Voting Machine Mess-up Du Jour (Displayed 12/23/04)


Mercer County, Pennsylvania. November, 2004. Unilect.
Touch screens malfunction after successful testing.

Many problems plagued the Unilect Patriot touch screens in Mercer County.*

Mercer County's director of elections said it was a computer software glitch that caused touch-screen voting machines to malfunction in about a dozen precincts Tuesday. ...

"I don't know what happened," said James Bennington, who had been assured Friday that all 250 of the county's touch-screen units had been checked and rechecked. The county has 100 voting precincts.

Keith Jenkins, director of the county's computer department, agreed that it was a software malfunction and said repeated calls to UniLect Corp., the company that sold the machines to the county in 2001, failed to resolve the problem.

Mercer County commissioners, doubling as the county election board, vowed to investigate, noting the probe was started immediately to find out what happened, why it happened and how it can be prevented from happening again. ...

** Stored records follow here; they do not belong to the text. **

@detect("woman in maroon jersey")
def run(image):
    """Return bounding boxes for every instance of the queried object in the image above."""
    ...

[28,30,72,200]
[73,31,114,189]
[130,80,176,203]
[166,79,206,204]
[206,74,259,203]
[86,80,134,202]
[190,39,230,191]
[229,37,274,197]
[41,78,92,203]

Precincts in Hermitage, Farrell, Wheatland, West Middlesex, Shenango Township and Sharon experienced the most serious machine difficulties, some from the moment the polls opened at 7 a.m. Some machines never operated, some offered only black screens and some required voters to vote backwards, starting on the last page of the touch-screen system and working back to the front page.

* Errors plague voting process in Ohio, Pa. Vindicator. November 3, 2004. Vindicator staff.
* Back up! We need back up! Roanoke.com. November 11, 2004. By Brian Gottstein.

News stories make it rapidly apparent that
electronic voting is not reliable, accurate, or secure.
Any one who claims otherwise is either uninformed or deceptive.